Hungarian Farmers Association, LMP Wary About Subsidy Cuts In Farm Sector

  • 6 Aug 2014 9:00 AM
Hungarian Farmers Association, LMP Wary About Subsidy Cuts In Farm Sector
The government’s planned subsidy cuts have created tensions in the farming sector, the head of the Association of Agricultural Producers (MOSZ) said. Area-based European Union subsidies are set to drop by at least 150,000 euros per farm with land exceeding 1,200 hectares, under a government decision announced in mid-July. The subsidies will be used to support animal husbandry instead, farm minister Sándor Fazekas said earlier.

Tamás Nagy, the head of MOSZ, said the subsidy cut would make life difficult mostly for farmers who worked through the tough years after the democratic transition before managing to stabilise their businesses, which are often the sole legal employers in the area, Nagy said. The green opposition LMP party said the government’s move would not fulfil its stated aim of helping small farmers.

The subsidies are currently mainly absorbed by farms of 300-1,200 hectares, LMP lawmaker Benedek R. Sallai told a news conference on Tuesday.

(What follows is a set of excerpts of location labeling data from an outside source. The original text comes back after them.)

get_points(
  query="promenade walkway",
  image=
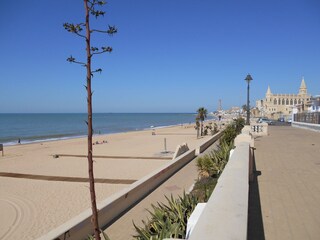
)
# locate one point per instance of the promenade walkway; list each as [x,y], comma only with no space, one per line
[183,180]
[285,196]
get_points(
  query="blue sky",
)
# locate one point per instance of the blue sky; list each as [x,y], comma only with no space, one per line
[169,55]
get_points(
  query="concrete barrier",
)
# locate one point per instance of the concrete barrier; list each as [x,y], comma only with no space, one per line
[225,215]
[309,126]
[181,149]
[207,143]
[115,206]
[259,129]
[1,149]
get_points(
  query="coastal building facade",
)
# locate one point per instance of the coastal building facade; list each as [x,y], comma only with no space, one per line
[275,106]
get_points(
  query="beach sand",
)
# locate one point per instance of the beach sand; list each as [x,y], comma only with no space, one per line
[30,207]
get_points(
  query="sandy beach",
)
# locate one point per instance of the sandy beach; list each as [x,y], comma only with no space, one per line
[40,192]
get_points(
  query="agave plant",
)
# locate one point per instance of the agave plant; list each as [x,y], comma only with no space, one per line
[167,220]
[205,166]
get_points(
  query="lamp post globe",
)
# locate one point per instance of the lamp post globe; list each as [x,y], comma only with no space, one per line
[248,79]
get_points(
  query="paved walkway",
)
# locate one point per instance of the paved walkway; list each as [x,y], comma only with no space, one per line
[183,180]
[285,197]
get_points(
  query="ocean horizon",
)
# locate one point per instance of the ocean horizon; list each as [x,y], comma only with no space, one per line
[38,127]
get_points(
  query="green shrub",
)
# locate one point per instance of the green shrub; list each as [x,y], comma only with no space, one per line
[168,220]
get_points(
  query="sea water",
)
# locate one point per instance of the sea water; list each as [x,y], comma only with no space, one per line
[54,126]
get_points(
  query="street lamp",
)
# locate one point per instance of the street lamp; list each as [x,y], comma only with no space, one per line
[248,79]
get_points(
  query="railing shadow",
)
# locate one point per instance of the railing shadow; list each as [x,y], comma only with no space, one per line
[255,221]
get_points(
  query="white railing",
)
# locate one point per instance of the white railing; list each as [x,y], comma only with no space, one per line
[225,215]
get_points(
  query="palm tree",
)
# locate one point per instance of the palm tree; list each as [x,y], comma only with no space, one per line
[202,114]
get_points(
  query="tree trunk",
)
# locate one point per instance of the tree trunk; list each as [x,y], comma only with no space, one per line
[90,132]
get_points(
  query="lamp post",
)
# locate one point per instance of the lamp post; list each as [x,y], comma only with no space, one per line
[248,79]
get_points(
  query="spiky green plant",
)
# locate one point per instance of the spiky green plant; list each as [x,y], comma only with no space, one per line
[167,220]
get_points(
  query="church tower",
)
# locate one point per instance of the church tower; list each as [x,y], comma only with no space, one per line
[303,88]
[268,94]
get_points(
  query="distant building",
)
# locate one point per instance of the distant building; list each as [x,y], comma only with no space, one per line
[281,105]
[313,104]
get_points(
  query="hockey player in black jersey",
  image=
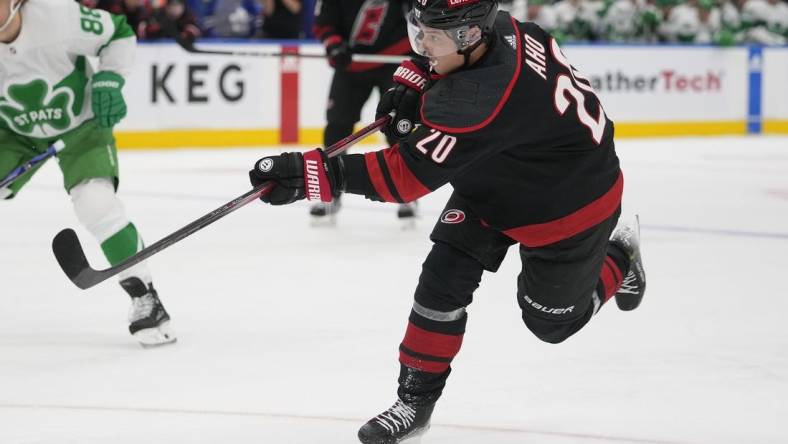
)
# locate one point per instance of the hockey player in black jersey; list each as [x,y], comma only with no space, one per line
[346,27]
[525,143]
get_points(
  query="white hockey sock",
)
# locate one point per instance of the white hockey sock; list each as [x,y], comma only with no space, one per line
[98,209]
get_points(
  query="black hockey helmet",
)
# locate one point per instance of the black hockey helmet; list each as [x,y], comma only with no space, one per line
[440,27]
[448,14]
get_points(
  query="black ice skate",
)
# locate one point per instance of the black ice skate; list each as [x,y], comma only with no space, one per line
[627,238]
[401,423]
[149,322]
[325,212]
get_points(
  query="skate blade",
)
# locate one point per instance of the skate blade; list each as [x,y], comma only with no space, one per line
[156,337]
[415,438]
[329,220]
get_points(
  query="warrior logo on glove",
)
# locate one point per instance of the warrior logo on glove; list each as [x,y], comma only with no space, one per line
[266,164]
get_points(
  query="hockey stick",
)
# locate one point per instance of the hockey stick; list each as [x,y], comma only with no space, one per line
[363,58]
[71,257]
[51,151]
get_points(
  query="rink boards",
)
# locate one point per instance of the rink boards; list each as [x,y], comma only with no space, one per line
[180,99]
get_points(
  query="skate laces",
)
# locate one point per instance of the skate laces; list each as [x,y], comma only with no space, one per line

LMP would draw away subsidies from 300-1,200 hectare farms and give them to small farmers with just one or two hectares, Sallai said, adding that the subsidy distribution should also take into account the number of jobs a farm provides. Ruling Fidesz lawmaker Sándor Font, the head of parliament’s agriculture committee, said that large farms would stay viable even without the EU subsidy.

He said the farmers’ association had “sided with leftist organisations and tries to enforce its interests through inciting fear”. Font said that MOSZ was a representative of large estates.

It is not true that those estates are the primary providers of jobs in the provinces, on the contrary, in many places all the available land is leased to the owners of those estates, which creates a difficult situation for family farms, he insisted.

“We have done nothing else but adjusted the subsidy system to the 80-20 percent ratio of large and small farms. This will not drive large estates bankrupt. Their size guarantees their viability,” Font said.